Depuis et lors de ses années parisiennes, son univers a commencé à s’enrichir pour inclure le dessin, la peinture, la vidéo (entre autres «Elles» en 2008 exposée lors du festival «Ici et demain» à Paris) et une petite expérience en photographie. Après 2007, elle opère un retour vers le dessin après s’être plus consacrée à l’installation. «Mes dessins prennent tantôt des allures de gravures et tantôt relèvent plus du graphique», note-t-elle. Elle crée alors ses carnets d’artiste dont un carnet qui l’a accompagnée, depuis 2008, dans ses recherches et qui résume tous ses projets. Vient ensuite sa 3e exposition personnelle, une évolution de «champ de vision», une installation intitulée «chambre désinfectée» qui met en scène la fabrication d’un produit de surveillance.

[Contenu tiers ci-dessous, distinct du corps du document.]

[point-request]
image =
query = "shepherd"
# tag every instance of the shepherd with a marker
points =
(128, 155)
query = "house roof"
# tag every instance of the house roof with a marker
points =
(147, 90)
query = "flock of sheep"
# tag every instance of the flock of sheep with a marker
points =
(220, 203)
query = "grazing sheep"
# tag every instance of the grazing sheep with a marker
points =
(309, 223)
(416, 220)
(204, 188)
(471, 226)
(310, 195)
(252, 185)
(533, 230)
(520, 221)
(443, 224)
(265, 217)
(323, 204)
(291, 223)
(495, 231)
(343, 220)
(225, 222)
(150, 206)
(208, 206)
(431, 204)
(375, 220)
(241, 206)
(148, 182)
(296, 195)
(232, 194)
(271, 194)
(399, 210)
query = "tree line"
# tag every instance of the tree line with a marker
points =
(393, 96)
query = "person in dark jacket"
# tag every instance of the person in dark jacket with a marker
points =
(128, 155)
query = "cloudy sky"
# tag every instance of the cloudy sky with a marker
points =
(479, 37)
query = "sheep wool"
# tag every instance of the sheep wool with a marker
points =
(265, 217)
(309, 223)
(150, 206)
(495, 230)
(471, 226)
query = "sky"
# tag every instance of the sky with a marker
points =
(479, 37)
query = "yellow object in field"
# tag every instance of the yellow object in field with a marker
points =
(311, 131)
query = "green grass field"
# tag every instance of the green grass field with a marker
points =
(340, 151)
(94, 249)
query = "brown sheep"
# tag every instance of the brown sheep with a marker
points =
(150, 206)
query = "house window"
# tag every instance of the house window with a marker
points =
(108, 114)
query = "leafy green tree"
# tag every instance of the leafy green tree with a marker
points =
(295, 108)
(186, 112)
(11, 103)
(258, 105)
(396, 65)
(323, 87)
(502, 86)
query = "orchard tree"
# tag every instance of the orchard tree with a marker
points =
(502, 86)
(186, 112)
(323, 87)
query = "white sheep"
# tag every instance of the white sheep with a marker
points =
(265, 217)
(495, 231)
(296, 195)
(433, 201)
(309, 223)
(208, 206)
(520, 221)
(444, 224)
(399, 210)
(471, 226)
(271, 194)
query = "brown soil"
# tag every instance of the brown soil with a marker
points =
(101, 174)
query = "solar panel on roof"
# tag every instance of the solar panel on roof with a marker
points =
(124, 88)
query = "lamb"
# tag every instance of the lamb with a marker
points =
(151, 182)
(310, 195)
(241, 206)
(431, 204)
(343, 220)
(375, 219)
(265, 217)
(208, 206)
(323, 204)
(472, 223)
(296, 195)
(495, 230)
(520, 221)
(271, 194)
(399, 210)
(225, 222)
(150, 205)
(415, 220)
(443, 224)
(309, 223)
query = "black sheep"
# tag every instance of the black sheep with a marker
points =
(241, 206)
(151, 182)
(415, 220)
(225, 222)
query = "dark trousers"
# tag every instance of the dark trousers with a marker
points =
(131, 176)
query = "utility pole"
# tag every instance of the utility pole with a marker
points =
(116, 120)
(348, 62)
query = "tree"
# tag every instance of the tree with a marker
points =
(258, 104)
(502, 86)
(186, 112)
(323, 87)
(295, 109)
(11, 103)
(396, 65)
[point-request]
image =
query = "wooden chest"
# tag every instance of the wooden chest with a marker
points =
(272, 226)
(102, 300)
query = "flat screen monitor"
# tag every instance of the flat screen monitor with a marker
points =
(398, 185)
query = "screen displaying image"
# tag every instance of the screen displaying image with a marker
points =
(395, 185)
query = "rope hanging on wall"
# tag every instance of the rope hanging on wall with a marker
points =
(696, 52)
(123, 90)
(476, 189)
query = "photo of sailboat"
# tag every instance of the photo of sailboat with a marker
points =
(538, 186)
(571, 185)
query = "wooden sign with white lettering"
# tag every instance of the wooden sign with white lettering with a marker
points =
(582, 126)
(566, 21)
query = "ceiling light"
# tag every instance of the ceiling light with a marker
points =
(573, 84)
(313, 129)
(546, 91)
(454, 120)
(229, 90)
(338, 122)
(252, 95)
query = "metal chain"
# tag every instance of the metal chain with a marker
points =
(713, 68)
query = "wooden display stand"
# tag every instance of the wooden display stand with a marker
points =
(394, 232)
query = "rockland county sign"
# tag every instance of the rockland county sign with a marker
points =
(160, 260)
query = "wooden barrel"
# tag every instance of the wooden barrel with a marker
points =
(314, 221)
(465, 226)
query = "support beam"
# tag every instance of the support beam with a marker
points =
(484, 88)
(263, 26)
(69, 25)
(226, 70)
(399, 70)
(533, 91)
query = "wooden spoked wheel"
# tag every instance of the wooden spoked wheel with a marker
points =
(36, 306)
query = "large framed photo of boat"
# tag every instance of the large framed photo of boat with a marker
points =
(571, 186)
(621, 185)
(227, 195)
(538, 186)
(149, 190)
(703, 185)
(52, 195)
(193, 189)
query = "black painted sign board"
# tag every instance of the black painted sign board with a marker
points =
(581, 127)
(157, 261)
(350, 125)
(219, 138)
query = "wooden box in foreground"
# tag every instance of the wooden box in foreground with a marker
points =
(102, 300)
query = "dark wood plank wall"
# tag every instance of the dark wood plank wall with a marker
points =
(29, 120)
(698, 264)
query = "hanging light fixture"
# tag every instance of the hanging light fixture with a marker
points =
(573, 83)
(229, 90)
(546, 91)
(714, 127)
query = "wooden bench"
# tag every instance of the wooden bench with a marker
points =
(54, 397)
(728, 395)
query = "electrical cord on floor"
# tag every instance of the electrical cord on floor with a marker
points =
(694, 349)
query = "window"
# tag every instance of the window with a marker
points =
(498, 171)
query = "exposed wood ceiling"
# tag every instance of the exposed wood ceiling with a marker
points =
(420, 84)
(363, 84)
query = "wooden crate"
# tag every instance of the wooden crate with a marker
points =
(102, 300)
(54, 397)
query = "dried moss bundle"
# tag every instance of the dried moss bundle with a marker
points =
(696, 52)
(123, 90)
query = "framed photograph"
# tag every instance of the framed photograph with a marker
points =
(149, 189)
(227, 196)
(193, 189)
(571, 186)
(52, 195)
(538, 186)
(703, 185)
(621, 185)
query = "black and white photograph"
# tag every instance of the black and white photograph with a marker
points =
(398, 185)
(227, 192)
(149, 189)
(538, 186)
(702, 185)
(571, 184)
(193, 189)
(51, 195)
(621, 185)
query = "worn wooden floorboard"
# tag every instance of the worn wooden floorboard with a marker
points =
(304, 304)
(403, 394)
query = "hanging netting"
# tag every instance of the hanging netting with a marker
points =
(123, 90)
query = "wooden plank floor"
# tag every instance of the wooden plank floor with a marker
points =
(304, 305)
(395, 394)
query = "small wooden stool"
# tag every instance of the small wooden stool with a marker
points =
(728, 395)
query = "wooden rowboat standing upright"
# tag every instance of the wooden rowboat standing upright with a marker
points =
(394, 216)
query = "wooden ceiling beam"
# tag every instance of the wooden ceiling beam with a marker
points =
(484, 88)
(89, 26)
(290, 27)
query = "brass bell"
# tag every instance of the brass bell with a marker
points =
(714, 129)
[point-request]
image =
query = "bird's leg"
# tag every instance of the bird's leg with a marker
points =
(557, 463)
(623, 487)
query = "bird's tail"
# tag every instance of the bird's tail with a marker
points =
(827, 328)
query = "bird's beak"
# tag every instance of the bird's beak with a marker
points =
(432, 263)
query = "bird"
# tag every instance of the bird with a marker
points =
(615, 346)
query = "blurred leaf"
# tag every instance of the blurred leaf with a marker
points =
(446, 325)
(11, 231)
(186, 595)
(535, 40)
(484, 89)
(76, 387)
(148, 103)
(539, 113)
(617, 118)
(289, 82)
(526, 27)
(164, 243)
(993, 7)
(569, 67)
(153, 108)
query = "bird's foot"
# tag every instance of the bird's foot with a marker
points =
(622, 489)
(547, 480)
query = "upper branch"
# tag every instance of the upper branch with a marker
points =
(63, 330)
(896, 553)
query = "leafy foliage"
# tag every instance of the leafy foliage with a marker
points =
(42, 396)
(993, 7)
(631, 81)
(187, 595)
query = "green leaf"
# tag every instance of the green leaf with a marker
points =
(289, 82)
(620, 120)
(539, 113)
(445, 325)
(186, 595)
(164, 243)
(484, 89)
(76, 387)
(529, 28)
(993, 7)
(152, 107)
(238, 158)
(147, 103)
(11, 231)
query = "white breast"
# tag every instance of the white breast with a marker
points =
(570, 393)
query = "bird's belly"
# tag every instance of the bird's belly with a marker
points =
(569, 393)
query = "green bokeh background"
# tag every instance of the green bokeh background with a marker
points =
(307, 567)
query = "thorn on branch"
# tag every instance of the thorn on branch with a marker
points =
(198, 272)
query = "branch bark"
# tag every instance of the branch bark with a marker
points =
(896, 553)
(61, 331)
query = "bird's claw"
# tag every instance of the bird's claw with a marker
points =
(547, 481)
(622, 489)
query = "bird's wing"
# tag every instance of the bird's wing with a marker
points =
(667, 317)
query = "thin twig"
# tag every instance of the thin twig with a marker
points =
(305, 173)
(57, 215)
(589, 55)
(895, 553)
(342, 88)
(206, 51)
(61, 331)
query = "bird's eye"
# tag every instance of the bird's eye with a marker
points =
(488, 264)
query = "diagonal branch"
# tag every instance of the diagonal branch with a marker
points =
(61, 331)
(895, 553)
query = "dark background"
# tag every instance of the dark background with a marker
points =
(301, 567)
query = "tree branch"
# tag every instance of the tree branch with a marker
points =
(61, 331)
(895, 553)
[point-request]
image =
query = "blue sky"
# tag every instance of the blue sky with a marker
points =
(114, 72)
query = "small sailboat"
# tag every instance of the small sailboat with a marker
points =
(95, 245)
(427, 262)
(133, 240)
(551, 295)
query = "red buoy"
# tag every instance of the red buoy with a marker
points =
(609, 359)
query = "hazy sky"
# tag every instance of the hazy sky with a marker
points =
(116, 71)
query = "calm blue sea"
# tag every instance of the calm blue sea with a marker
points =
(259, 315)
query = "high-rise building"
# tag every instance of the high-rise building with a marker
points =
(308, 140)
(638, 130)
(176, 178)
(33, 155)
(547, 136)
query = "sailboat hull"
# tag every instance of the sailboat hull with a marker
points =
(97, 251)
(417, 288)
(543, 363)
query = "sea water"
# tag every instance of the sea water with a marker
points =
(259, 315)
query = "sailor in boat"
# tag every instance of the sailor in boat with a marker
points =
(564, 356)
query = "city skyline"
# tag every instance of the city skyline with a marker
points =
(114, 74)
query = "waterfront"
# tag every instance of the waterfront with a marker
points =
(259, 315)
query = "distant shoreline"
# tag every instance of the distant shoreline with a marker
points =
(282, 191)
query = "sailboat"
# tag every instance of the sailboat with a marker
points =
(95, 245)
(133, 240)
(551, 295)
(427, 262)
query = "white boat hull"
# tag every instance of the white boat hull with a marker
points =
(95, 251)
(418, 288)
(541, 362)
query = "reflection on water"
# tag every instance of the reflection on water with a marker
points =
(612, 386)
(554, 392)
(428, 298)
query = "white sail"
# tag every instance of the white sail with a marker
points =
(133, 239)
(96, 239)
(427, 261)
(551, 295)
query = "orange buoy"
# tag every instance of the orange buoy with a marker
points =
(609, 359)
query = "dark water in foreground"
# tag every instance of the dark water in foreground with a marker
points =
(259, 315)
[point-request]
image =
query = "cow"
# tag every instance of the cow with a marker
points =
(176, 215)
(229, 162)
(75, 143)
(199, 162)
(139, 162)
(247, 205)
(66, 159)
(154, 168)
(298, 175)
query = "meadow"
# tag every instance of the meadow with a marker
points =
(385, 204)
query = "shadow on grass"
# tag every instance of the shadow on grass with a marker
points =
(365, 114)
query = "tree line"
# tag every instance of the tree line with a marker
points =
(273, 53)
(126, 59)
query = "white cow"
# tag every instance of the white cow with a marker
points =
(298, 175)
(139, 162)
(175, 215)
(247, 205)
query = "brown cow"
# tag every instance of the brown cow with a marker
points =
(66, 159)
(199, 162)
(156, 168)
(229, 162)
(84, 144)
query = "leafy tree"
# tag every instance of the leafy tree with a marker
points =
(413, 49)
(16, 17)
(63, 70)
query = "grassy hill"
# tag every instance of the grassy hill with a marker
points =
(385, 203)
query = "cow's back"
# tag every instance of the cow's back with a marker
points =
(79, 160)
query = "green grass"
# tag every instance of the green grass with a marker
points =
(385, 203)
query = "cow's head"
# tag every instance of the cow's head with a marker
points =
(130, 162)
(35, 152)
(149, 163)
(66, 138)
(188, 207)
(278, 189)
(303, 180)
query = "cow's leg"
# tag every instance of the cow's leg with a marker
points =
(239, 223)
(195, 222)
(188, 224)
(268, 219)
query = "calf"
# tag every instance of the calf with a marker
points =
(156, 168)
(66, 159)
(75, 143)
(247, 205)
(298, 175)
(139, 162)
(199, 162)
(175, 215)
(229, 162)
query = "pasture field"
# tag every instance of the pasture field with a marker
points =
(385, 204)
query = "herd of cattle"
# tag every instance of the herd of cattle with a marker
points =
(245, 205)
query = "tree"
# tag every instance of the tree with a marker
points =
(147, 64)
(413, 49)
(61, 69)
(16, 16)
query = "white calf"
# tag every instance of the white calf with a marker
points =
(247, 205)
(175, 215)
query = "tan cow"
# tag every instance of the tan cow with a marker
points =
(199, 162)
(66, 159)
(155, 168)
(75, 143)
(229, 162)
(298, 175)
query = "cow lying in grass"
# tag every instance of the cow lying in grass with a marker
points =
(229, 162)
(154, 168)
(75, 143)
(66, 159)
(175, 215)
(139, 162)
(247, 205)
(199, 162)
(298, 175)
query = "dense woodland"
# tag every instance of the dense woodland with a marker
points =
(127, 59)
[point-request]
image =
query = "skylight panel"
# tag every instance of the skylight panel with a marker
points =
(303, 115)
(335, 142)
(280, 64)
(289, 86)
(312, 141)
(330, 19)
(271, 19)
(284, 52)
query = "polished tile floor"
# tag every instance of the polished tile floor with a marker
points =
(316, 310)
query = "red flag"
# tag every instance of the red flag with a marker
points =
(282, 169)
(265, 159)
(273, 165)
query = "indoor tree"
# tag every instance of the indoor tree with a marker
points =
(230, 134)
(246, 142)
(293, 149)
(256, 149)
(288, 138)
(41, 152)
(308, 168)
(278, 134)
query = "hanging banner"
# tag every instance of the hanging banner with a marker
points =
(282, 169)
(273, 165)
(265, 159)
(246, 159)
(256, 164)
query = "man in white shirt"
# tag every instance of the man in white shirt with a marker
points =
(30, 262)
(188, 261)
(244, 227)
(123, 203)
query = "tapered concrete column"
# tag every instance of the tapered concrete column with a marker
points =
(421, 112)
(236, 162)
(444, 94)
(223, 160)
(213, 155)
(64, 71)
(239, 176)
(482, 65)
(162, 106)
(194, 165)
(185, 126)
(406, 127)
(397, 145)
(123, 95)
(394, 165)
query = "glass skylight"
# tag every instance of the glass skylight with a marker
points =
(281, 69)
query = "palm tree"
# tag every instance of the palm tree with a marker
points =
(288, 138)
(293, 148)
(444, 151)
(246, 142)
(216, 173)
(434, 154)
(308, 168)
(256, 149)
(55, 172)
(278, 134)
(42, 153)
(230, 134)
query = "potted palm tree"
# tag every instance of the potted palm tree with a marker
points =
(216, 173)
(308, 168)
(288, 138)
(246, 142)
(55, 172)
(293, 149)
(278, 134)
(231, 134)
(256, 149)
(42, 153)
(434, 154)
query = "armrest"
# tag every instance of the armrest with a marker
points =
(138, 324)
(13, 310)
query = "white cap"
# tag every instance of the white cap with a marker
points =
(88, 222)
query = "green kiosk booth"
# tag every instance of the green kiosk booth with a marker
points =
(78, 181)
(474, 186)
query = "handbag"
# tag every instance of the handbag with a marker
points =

De retour en Tunisie après sa thèse, elle réalise une de ses œuvres les plus importantes «Marionnette céleste, Autoportrait» (2013/2014), une œuvre tout en relief autour et avec du papier (découpage). Dès lors, son œuvre devient de plus en plus épurée avec une inspiration Arte povera et toujours cette recherche et ce besoin de relief comme c’est le cas avec «Under the waves» (2018/2019). Plus qu’un objet, le papier devient dès lors sujet, c’est lui qui fait l’œuvre et nourrira ses pistes artistiques.

La question par rapport à la récente crise liée au Covid était inévitable. Elle nous a répondu que le confinement lui a inspiré un atelier baptisé «H2» avec ses enfants avec des œuvres à 6 mains réalisées tout au long de cette période qu’elle publiait sur Instagram. Une manière, nous dit-elle, de protéger les siens et de les éloigner de l’actualité anxiogène. Durant cette même période, elle a pris part à différentes initiatives artistiques lancées par des opérateurs culturels à l’instar de «Dessinez, vous êtes confinés» et «Fruits confinés».

Najah a plusieurs projets en vue, une idée d’exposition 100% papier en collaboration avec l’artiste Mohamed Amine Hammouda, un projet d’un livre pop-up et une exposition personnelle prévue pour début 2021. Bonne continuation.